Taiwan’s e-commerce market is worth Tw$1.1 trillion ($35 billion) and is set to grow another 11 per cent this year.
However, cash is still most online customers’ preferred form of payment and many choose to have their Internet orders delivered to convenience stores where they then pay for them.
Morning Shop, a popular new online vendor of imported breakfast cereals and granola bars says 85 per cent of its sales are settled at convenience stores rather than paid for online.
“Doubts over the safety of online payments are still quite high and seen as more troublesome,” said the firm’s Product Manager Chris Chen.
The firm has seen its monthly sales surge from Tw$620,000 ($19,739) in 2015 to an expected Tw$30 million within the first quarter this year.
Convenience stores are also reaping benefits from the arrangement.
They make a slim profit from each transaction and are hoping volume will turn it into a moneyspinner.

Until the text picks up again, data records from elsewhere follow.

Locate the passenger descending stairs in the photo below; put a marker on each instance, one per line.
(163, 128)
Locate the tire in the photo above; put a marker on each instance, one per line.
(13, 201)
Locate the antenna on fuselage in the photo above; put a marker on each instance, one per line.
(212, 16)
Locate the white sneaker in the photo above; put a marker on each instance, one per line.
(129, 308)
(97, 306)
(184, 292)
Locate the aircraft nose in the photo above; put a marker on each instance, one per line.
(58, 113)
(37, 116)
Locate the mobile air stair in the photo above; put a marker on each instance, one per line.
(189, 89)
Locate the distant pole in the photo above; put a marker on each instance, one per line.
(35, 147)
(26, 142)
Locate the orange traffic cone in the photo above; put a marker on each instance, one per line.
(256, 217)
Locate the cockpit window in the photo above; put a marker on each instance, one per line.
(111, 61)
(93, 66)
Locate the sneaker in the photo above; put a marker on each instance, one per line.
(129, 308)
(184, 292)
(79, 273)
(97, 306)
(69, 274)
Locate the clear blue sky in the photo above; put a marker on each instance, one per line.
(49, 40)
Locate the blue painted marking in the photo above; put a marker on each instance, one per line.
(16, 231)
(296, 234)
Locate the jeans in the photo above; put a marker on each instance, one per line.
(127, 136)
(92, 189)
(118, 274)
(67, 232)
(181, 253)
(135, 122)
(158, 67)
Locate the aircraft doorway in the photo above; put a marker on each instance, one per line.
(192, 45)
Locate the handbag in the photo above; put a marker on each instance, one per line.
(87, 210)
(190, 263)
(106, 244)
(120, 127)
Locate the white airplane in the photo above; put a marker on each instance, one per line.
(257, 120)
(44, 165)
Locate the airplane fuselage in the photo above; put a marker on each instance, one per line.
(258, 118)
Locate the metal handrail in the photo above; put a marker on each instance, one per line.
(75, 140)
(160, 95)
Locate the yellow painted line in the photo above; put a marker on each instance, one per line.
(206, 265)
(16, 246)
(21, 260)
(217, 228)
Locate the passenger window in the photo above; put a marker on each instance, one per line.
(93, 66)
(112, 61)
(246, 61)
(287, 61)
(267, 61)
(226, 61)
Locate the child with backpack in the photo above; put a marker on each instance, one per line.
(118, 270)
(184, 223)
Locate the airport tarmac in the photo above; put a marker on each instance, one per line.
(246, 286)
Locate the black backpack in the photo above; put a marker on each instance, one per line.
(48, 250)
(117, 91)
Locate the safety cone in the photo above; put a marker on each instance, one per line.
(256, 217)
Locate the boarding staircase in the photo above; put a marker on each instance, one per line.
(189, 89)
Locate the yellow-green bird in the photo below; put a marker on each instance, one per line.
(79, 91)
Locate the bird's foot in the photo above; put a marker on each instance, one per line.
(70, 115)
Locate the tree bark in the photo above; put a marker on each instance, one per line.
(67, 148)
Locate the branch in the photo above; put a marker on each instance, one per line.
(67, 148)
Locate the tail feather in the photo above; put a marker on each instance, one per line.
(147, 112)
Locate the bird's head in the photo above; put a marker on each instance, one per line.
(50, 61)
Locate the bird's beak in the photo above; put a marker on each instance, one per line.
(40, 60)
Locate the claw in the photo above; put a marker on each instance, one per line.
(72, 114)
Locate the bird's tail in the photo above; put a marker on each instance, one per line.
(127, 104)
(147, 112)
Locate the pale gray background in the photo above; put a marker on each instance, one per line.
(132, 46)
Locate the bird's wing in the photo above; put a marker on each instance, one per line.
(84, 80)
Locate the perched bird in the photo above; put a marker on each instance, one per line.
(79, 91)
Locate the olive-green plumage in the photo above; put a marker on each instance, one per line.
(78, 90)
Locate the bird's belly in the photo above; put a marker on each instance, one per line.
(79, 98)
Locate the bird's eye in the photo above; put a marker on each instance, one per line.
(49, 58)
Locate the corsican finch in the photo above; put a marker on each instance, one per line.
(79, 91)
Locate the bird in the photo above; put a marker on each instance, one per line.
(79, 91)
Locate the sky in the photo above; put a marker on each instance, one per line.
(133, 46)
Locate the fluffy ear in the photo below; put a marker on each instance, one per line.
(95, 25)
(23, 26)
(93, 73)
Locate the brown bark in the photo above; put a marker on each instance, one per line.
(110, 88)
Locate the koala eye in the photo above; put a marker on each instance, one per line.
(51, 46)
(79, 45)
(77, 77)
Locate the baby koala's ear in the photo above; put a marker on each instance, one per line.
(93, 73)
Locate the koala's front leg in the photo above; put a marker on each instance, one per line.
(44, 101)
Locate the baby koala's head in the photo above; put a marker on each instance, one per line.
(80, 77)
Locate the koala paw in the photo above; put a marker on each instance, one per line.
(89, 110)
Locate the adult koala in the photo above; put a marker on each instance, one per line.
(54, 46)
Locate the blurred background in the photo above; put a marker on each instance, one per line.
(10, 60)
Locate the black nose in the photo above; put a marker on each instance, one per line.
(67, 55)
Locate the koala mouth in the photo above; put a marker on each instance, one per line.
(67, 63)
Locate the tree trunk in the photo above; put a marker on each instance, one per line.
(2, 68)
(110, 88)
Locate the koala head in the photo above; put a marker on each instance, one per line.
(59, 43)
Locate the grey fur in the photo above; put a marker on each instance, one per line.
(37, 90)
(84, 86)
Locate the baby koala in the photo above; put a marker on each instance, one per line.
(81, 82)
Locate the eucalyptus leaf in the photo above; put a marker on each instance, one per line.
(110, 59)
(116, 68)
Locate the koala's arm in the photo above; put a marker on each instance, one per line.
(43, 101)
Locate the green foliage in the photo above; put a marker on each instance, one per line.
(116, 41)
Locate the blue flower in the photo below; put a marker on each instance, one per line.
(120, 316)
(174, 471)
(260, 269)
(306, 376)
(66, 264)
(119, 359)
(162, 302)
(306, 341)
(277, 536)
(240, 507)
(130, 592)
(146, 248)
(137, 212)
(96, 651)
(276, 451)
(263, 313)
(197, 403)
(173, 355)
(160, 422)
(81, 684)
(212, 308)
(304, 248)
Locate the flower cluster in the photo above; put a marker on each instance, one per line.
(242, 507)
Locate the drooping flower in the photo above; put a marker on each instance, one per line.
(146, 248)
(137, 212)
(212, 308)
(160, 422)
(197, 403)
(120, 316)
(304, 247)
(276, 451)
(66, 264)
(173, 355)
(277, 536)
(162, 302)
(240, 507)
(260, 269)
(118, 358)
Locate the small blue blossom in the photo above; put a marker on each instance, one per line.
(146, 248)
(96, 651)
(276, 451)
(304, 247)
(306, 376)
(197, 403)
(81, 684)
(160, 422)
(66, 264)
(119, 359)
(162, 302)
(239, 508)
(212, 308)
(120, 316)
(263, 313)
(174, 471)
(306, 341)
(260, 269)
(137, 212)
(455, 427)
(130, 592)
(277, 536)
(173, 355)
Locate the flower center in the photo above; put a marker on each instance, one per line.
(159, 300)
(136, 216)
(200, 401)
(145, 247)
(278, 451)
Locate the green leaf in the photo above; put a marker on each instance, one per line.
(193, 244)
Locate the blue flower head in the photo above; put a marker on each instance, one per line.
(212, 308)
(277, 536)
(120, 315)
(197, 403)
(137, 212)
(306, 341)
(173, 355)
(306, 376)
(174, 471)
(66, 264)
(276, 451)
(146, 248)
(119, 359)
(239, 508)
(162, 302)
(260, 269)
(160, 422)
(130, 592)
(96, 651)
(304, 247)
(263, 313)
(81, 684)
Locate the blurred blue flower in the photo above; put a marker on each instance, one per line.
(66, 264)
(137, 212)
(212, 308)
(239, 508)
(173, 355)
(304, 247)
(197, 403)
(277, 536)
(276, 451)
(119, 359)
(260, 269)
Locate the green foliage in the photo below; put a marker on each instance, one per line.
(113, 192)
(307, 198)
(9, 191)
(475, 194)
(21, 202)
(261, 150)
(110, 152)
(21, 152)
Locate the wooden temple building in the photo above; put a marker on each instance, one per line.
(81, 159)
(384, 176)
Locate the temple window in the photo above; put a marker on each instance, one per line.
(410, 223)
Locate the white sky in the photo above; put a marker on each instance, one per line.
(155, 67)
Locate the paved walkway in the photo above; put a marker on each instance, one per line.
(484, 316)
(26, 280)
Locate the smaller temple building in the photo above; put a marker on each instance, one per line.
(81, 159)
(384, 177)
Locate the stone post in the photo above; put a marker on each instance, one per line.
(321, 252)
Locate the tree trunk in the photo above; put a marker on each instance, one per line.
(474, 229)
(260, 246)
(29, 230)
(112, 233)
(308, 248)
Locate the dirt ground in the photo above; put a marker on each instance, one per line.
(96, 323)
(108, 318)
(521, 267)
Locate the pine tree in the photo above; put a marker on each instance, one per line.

FamilyMart aims to up e-commerce to 10 per cent of its revenue in five years.
President Chain Store Corp (PCSC) which owns the Taiwan franchise of US chain 7-Eleven, says cash payments for online purchases “abolish the non-trust issue”.
“Taiwan can do this while other countries can’t because we’re a relatively small island,” it said in a statement.
Convenience stores are also finding a place in the logistics of daily life.
The shop chains double as a delivery network, enabling residents to send belongings from one part of the island to the other.
Student Lee Yun-hsuan uses them as a postal service when she needs to haul books to and from university.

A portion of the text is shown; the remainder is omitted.